El folclor une generaciones, fortalece la identidad y mantiene viva la esencia cultural de Colombia.
Wendy Nagely Camacho Prada
Cuando Colombia baila, canta y celebra sus tradiciones, el folclor deja de ser un concepto para convertirse en el latido del pueblo. Así ocurrió durante la edición 52 del Festival Folclórico Colombiano, que reunió expresiones culturales en espacios como el Museo Panóptico, el Teatro Tolima y la Concha Acústica Garzón y Collazos, inaugurada el 7 de agosto de 1983, restaurada durante este año 2026 y considerado patrimonio cultural de nuestra Capital Musical de Colombia: Ibagué Tolima.
Revivir las muestras artísticas y musicales que hacen parte de las distintas regiones de nuestro país en aquel escenario emblemático restaurado, ha representado para la tradición de Colombia el rescate de una manifestación importante de su identidad cultural y memoria histórica, despertando alegría y gran euforia entre el público, contagiando también a las delegaciones nacionales e internacionales que disfrutaron cada evento. En esta versión contamos con artistas de Chengdú (China), Serbia, Argentina, Chile, México, Venezuela y Honduras que llegaron para compartir su cultura.
Ibagué, epicentro durante el desarrollo del Festival, y las embajadoras del folclor, han reunido diversas demostraciones de las ocho comunas y un corregimiento, doce municipios del Tolima y los diecisiete departamentos que participaron, apropiando el liderazgo femenino como concepto destacado dentro de su representación cultural, porque no se trata solo de portar una corona, una banda y un reconocimiento público, sino de conocer, promover y evolucionar el patrimonio cultural colombiano.
Como buenos tolimenses, también es indispensable saborear el folclor. El tamal, la lechona, el Día de la Chicha, de la Achira y del Sombrero Tolimense recuerdan que la identidad de un pueblo también se conserva alrededor de su mesa.
Encontramos en la travesía por el folclor nacional demosófico sus mitos, leyendas, artesanías, gastronomía; el folclor literario en su coplerío, refranes, dichos; el folclor musical al son de guabinas, cañas, bambucos, sanjuaneros, pasillos, rumbas criollas en diálogo con la puya, el joropo, el torbellino, la cumbia, el porro, el mapalé y el folclor coreográfico en sus danzas. Todo ello sugiere unión a través de la tradición del pueblo.
La palabra folclor proviene del inglés folklore, formada por folk (“pueblo”) y lore (“tradición” o “conocimiento”) y da cuenta de aquella unión como “tradición del pueblo”. Fue acuñado por primera vez el 22 de agosto de 1846 por el anticuario británico William John Thoms en la revista The Athenaeum para sustituir el concepto de Popular Antiquities.
El 2 de junio fue el lanzamiento nacional del Festival en el Teatro Jorge Eliécer Gaitán, y el 29 de junio fue su clausura con la versión 58 de la Feria Agropecuaria e Industrial, Bovina Grado A y Festival equino. Sin embargo, el folclor no termina allí, en el transcurso del año Colombia, pluriétnica y multicultural, se une en torno a tradiciones y manifestaciones de diversa índole en cada región, elevando la bandera por todo lo alto ante el mundo.
En tiempos donde la inteligencia artificial y las tecnologías emergentes presentan el riesgo de homogeneizar las expresiones culturales, el folclor continúa recordándonos quiénes somos.

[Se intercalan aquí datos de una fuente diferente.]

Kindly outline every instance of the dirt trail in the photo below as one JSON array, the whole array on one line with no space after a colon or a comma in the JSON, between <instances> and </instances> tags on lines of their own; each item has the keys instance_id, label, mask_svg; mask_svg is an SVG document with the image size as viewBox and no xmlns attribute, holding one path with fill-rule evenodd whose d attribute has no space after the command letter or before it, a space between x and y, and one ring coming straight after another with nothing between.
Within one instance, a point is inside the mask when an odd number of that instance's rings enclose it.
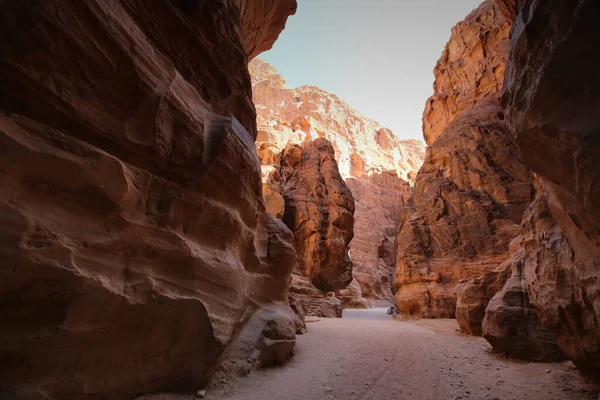
<instances>
[{"instance_id":1,"label":"dirt trail","mask_svg":"<svg viewBox=\"0 0 600 400\"><path fill-rule=\"evenodd\" d=\"M310 323L286 365L208 390L206 399L598 399L600 387L571 363L501 357L484 339L459 335L454 320L350 316ZM163 396L147 399L190 398Z\"/></svg>"}]
</instances>

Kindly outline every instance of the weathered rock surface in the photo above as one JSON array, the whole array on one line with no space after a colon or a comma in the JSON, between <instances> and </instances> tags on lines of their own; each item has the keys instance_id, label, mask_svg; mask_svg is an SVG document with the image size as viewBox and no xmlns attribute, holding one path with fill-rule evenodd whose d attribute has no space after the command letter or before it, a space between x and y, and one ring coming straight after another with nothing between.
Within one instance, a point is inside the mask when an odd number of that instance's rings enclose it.
<instances>
[{"instance_id":1,"label":"weathered rock surface","mask_svg":"<svg viewBox=\"0 0 600 400\"><path fill-rule=\"evenodd\" d=\"M528 219L527 213L524 218ZM564 355L556 344L555 335L541 324L529 302L522 238L517 237L513 243L511 257L502 264L510 268L512 275L502 290L488 301L485 318L479 320L479 329L497 351L526 360L561 361Z\"/></svg>"},{"instance_id":2,"label":"weathered rock surface","mask_svg":"<svg viewBox=\"0 0 600 400\"><path fill-rule=\"evenodd\" d=\"M456 321L462 333L482 335L486 307L496 293L502 290L510 276L512 266L517 262L512 255L513 248L520 245L516 242L517 239L509 245L511 249L509 259L481 276L460 281L456 285Z\"/></svg>"},{"instance_id":3,"label":"weathered rock surface","mask_svg":"<svg viewBox=\"0 0 600 400\"><path fill-rule=\"evenodd\" d=\"M237 5L0 6L3 394L193 390L224 354L289 356L295 252L261 200L244 50L285 17Z\"/></svg>"},{"instance_id":4,"label":"weathered rock surface","mask_svg":"<svg viewBox=\"0 0 600 400\"><path fill-rule=\"evenodd\" d=\"M290 143L324 137L335 150L344 179L394 171L408 180L409 174L419 170L424 153L421 142L398 139L389 129L316 86L289 89L277 70L261 59L253 60L249 69L259 148L268 147L279 154Z\"/></svg>"},{"instance_id":5,"label":"weathered rock surface","mask_svg":"<svg viewBox=\"0 0 600 400\"><path fill-rule=\"evenodd\" d=\"M503 104L545 199L524 221L526 279L565 355L600 374L600 30L593 0L528 1L511 33ZM547 204L547 206L546 206Z\"/></svg>"},{"instance_id":6,"label":"weathered rock surface","mask_svg":"<svg viewBox=\"0 0 600 400\"><path fill-rule=\"evenodd\" d=\"M250 63L257 107L257 148L262 164L267 211L282 212L280 160L285 146L328 139L342 178L352 191L356 210L350 243L354 283L337 295L346 307L368 307L375 300L393 300L393 243L398 210L424 157L423 143L398 140L377 122L363 116L335 95L315 86L287 88L270 64ZM402 178L399 178L402 177ZM317 293L322 297L323 293Z\"/></svg>"},{"instance_id":7,"label":"weathered rock surface","mask_svg":"<svg viewBox=\"0 0 600 400\"><path fill-rule=\"evenodd\" d=\"M423 112L423 136L431 146L446 125L477 102L502 91L509 31L518 0L487 0L452 28L433 73L434 94Z\"/></svg>"},{"instance_id":8,"label":"weathered rock surface","mask_svg":"<svg viewBox=\"0 0 600 400\"><path fill-rule=\"evenodd\" d=\"M456 284L489 283L485 275L508 258L533 199L531 173L499 105L515 15L515 1L485 1L453 28L436 65L423 117L430 147L396 236L394 285L402 313L454 317ZM468 307L483 317L485 304Z\"/></svg>"},{"instance_id":9,"label":"weathered rock surface","mask_svg":"<svg viewBox=\"0 0 600 400\"><path fill-rule=\"evenodd\" d=\"M523 217L524 275L529 298L541 322L556 334L565 355L584 371L595 373L600 351L600 251L584 235L576 236L575 242L569 240L554 218L555 212L564 218L564 211L550 206L547 192L542 185L541 193ZM586 246L590 251L582 252Z\"/></svg>"},{"instance_id":10,"label":"weathered rock surface","mask_svg":"<svg viewBox=\"0 0 600 400\"><path fill-rule=\"evenodd\" d=\"M269 50L296 13L296 0L233 0L240 9L244 49L248 59Z\"/></svg>"},{"instance_id":11,"label":"weathered rock surface","mask_svg":"<svg viewBox=\"0 0 600 400\"><path fill-rule=\"evenodd\" d=\"M400 312L453 318L456 284L508 258L534 188L501 118L497 103L480 103L428 149L396 236Z\"/></svg>"},{"instance_id":12,"label":"weathered rock surface","mask_svg":"<svg viewBox=\"0 0 600 400\"><path fill-rule=\"evenodd\" d=\"M396 223L412 189L408 182L391 172L361 179L348 178L346 183L356 207L350 257L354 263L354 279L360 285L360 297L392 303Z\"/></svg>"},{"instance_id":13,"label":"weathered rock surface","mask_svg":"<svg viewBox=\"0 0 600 400\"><path fill-rule=\"evenodd\" d=\"M337 168L333 147L319 138L289 145L281 162L285 213L294 233L296 270L323 292L352 281L348 244L354 235L354 198Z\"/></svg>"}]
</instances>

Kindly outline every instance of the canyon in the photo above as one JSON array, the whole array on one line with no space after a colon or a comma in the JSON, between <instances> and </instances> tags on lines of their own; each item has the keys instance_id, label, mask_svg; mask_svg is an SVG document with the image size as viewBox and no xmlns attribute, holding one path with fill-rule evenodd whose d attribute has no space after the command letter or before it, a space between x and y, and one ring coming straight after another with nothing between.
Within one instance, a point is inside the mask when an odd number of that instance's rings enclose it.
<instances>
[{"instance_id":1,"label":"canyon","mask_svg":"<svg viewBox=\"0 0 600 400\"><path fill-rule=\"evenodd\" d=\"M427 147L256 58L298 6L0 5L1 398L598 395L600 3L483 1Z\"/></svg>"},{"instance_id":2,"label":"canyon","mask_svg":"<svg viewBox=\"0 0 600 400\"><path fill-rule=\"evenodd\" d=\"M275 67L261 59L253 60L249 70L267 212L283 219L294 232L299 263L313 264L313 255L323 254L314 240L320 230L331 231L322 232L327 240L319 242L321 247L337 254L330 260L325 254L318 256L330 266L333 275L325 279L330 284L319 284L314 274L303 273L304 265L296 268L292 297L306 312L312 308L310 314L315 316L341 316L342 307L391 305L394 234L399 210L410 197L410 184L423 162L423 144L398 139L316 86L290 89ZM328 150L314 157L315 146ZM319 169L335 171L322 179ZM322 184L313 187L319 181ZM306 207L315 203L322 210L319 215ZM345 216L336 211L340 205L349 211ZM329 220L324 224L325 214ZM342 247L347 248L343 256ZM343 284L334 283L336 275L344 276ZM327 297L327 292L335 293Z\"/></svg>"}]
</instances>

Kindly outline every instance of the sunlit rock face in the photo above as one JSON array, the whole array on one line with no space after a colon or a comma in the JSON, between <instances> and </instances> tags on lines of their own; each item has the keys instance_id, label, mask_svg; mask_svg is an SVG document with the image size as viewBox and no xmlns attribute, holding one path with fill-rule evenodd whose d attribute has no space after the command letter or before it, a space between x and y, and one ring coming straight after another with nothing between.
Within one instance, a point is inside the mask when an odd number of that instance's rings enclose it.
<instances>
[{"instance_id":1,"label":"sunlit rock face","mask_svg":"<svg viewBox=\"0 0 600 400\"><path fill-rule=\"evenodd\" d=\"M293 237L261 199L247 70L280 3L0 7L3 396L194 390L225 353L289 356Z\"/></svg>"},{"instance_id":2,"label":"sunlit rock face","mask_svg":"<svg viewBox=\"0 0 600 400\"><path fill-rule=\"evenodd\" d=\"M488 0L452 30L424 114L430 147L396 236L400 312L454 317L457 283L475 279L461 292L468 296L461 305L463 331L470 333L480 333L477 325L493 295L478 295L484 289L478 285L495 281L491 287L502 287L493 271L508 258L508 245L534 196L532 174L508 134L499 100L498 71L505 68L515 6ZM452 112L435 119L435 110ZM427 121L435 129L426 128ZM477 321L469 321L471 316Z\"/></svg>"},{"instance_id":3,"label":"sunlit rock face","mask_svg":"<svg viewBox=\"0 0 600 400\"><path fill-rule=\"evenodd\" d=\"M423 136L431 146L463 110L502 91L510 28L519 0L487 0L452 28L433 73L434 94L423 112Z\"/></svg>"},{"instance_id":4,"label":"sunlit rock face","mask_svg":"<svg viewBox=\"0 0 600 400\"><path fill-rule=\"evenodd\" d=\"M294 233L297 269L323 292L352 281L348 244L354 235L354 198L338 172L333 147L319 138L288 145L281 164L285 213Z\"/></svg>"},{"instance_id":5,"label":"sunlit rock face","mask_svg":"<svg viewBox=\"0 0 600 400\"><path fill-rule=\"evenodd\" d=\"M279 194L283 193L280 165L284 148L327 139L355 199L354 239L350 243L355 283L337 295L345 306L352 307L368 306L365 299L391 301L398 212L410 195L407 180L414 180L422 164L423 143L399 140L389 129L318 87L288 88L277 70L260 59L250 63L250 73L267 210L275 215L282 212Z\"/></svg>"},{"instance_id":6,"label":"sunlit rock face","mask_svg":"<svg viewBox=\"0 0 600 400\"><path fill-rule=\"evenodd\" d=\"M503 104L539 176L524 221L530 301L559 346L600 374L600 31L593 0L528 1L511 34ZM527 224L525 224L527 222Z\"/></svg>"},{"instance_id":7,"label":"sunlit rock face","mask_svg":"<svg viewBox=\"0 0 600 400\"><path fill-rule=\"evenodd\" d=\"M480 103L428 149L396 236L402 313L454 317L456 284L508 258L534 189L501 117L497 102Z\"/></svg>"},{"instance_id":8,"label":"sunlit rock face","mask_svg":"<svg viewBox=\"0 0 600 400\"><path fill-rule=\"evenodd\" d=\"M257 146L268 145L280 153L289 143L324 137L333 145L344 179L393 171L408 180L409 174L419 170L424 153L419 141L398 139L389 129L316 86L287 88L277 70L260 59L252 61L249 69L257 112Z\"/></svg>"}]
</instances>

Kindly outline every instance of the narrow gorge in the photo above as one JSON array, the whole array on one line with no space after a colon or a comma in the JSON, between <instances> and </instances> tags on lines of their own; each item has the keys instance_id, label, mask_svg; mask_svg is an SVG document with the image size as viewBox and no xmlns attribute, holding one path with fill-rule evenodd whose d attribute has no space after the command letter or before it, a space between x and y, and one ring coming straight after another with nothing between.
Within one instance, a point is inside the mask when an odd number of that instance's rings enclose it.
<instances>
[{"instance_id":1,"label":"narrow gorge","mask_svg":"<svg viewBox=\"0 0 600 400\"><path fill-rule=\"evenodd\" d=\"M0 2L0 399L600 398L600 3L483 1L424 142L307 3Z\"/></svg>"}]
</instances>

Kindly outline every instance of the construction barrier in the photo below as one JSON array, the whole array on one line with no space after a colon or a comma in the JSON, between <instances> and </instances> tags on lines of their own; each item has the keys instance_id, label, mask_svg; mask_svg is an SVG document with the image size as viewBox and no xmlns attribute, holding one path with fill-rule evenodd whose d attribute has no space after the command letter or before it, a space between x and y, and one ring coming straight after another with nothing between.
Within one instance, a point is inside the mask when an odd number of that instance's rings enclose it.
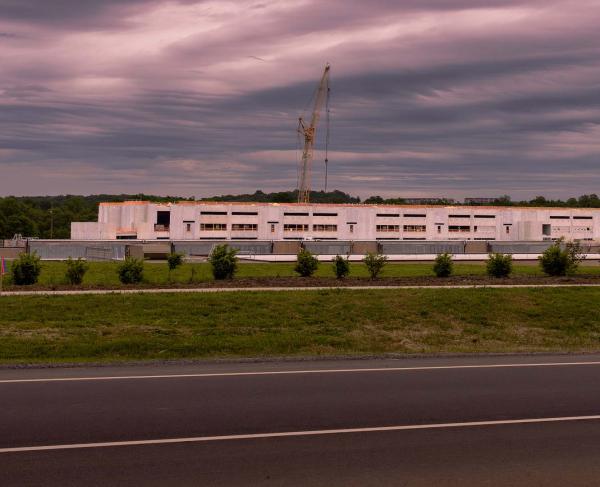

Cada danza, cada canto y cada instrumento son una forma de resistencia frente al olvido. Es labor de todos los colombianos apropiarnos de nuestra cultura y trascender fronteras para aprovechar las tecnologías y los nuevos escenarios de comunicación como puentes para proyectar nuestra identidad al mundo. Porque Colombia somos todos, Colombia es folclor.